The Walking Dead: basta parlare – Recensione episodio 8.15
Basta parlare, ora solo guerra. Rick lo ha voluto.
È così che Negan chiude questo penultimo episodio dell’ottava stagione de The Walking Dead. È un Negan per così dire ritrovato, che ha deciso di terminare i giochi e aprire le danze di sangue. La sua storyline in questi ultimi episodi lo ha portato ad una mentalità sterminatrice com’è in linea con la sua apparenza e il suo linguaggio. Ma, e lo ammette senza nessun problema, tutto quello che avrebbe voluto era soltanto avere dei lavoratori. Della gente che lo servisse senza fiatare, dopo però avergli fatto assaggiare la polvere.
E invece a causa di tutti i complotti di Simon e di Dwight, dopo tutte le ribellioni di Rick, Negan è costretto a essere la minaccia di se stesso da sempre paventata: uno sterminatore. La trappola che ha orchestrato per la gente di Hilltop sembra a noi spettatori uno scacco matto in una partita che ha già visto mosse simili, finite tutte in un vicolo morto. Soltanto le pallottole di Gabriel e le donne di Oceanside possono cambiare le carte in tavola.
Game of Thrones The Walking Dead Edition
La copertura di Dwight è saltata, così come la testa di Simon. Un vero e proprio Game of Thrones Walking Dead edition per i Saviors, che ne escono più rafforzati e spietati di prima. Ma il finale di stagione è alle porte, e dato che anche nella produzione della serie cambierà qualcosa – nuova showrunner, contratti ancora non rinnovati, la partenza di Fear The Walking Dead che con Lennie James punta a replicare la serie madre – il prossimo episodio sarà decisivo per questo o quel personaggio. Chiuderà storie e ne aprirà altre.

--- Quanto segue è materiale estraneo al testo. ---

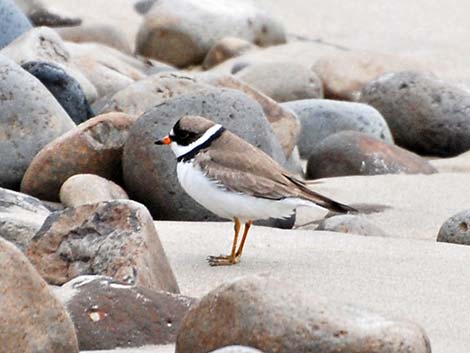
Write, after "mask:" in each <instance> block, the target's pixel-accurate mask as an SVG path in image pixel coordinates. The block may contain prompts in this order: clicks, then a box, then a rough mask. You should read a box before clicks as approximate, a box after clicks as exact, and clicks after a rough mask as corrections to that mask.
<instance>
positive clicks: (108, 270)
mask: <svg viewBox="0 0 470 353" xmlns="http://www.w3.org/2000/svg"><path fill="white" fill-rule="evenodd" d="M27 255H28V258H29V259H30V261H31V262H32V263H33V265H34V266H35V267H36V269H37V270H38V272H39V273H40V274H41V275H42V276H43V277H44V279H45V280H46V281H48V283H50V284H55V285H62V284H64V283H65V282H67V281H69V280H71V279H72V278H75V277H77V276H80V275H94V274H98V275H105V276H110V277H113V278H115V279H116V280H118V281H121V282H124V283H127V284H132V285H134V284H135V285H139V286H143V287H146V288H150V289H155V290H164V291H169V292H174V293H178V285H177V283H176V280H175V277H174V275H173V272H172V270H171V267H170V265H169V264H168V260H167V258H166V255H165V252H164V250H163V248H162V245H161V243H160V239H159V238H158V234H157V231H156V229H155V226H154V224H153V220H152V217H151V216H150V214H149V213H148V211H147V209H146V208H145V207H144V206H143V205H141V204H139V203H137V202H133V201H128V200H115V201H106V202H101V203H95V204H91V205H83V206H79V207H77V208H68V209H65V210H64V211H60V212H55V213H53V214H51V215H50V216H49V217H48V218H47V219H46V222H45V223H44V225H43V226H42V228H41V229H40V230H39V231H38V233H37V234H36V235H35V236H34V238H33V240H32V241H31V243H30V245H29V247H28V249H27Z"/></svg>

O almeno è quello che si spera. Gli ultimi episodi hanno certamente dimostrato un’inversione rispetto al trend precedente. Un leggero cambio di narrazione che arriva in grande ritardo, che doveva essere fatto molto tempo fa, e che infatti non ha cambiato la pessima situazione degli ascolti. Certo, è un trend che si può ancora invertire con i prossimi due cruciali episodi. Ma l’interesse generale è ormai scemato. È comunque da dire che la scelta di allontanarsi dai fumetti per concentrarsi sullo sviluppo dei personaggi in maniera autonoma è la scelta giusta.
Personaggi della puntata: Eugene, Negan e le lettere di Carl
Non sempre la sperimentazione ha portato a risultati eccezionali: in questa puntata la vicenda di Eugene fa storcere il naso. Non tanto per il personaggio in sè, che affronta un cambiamento necessario su cui si può essere più o meno d’accordo ma che resta comunque poco interessante. Quello che fa riflettere è il significato della gitarella di Eugene con Daryl e Rosita: a meno di grossi colpi di scena abbastanza inverosimili si è trattato di un riempitivo per allungare il minutaggio.
Le lettere di Carl sono un elemento un po’ stucchevole che apre e chiude l’episodio. Va riconosciuta un’importanza significativa a loro: è molto probabile che siano servite a Rick per tornare in sè e a Negan per tornare definitivamente il grande cattivo che conoscevamo. Ma non è così semplice. Rick si può paragonare a Negan senza essere accusati di aver detto eresie, mentre il secondo ormai non lo vediamo più come un villain intoccabile e superiore, ma come un essere umano che, abbiamo visto, non ha problemi ad abbassarsi e a fare il lavoro sporco con le proprie mani.
Lo scontro finale è pronto: la settimana prossima terminerà l’ottava stagione e potremo dare un giudizio finale e definitivo a questa lunga faida tra Rick e Negan.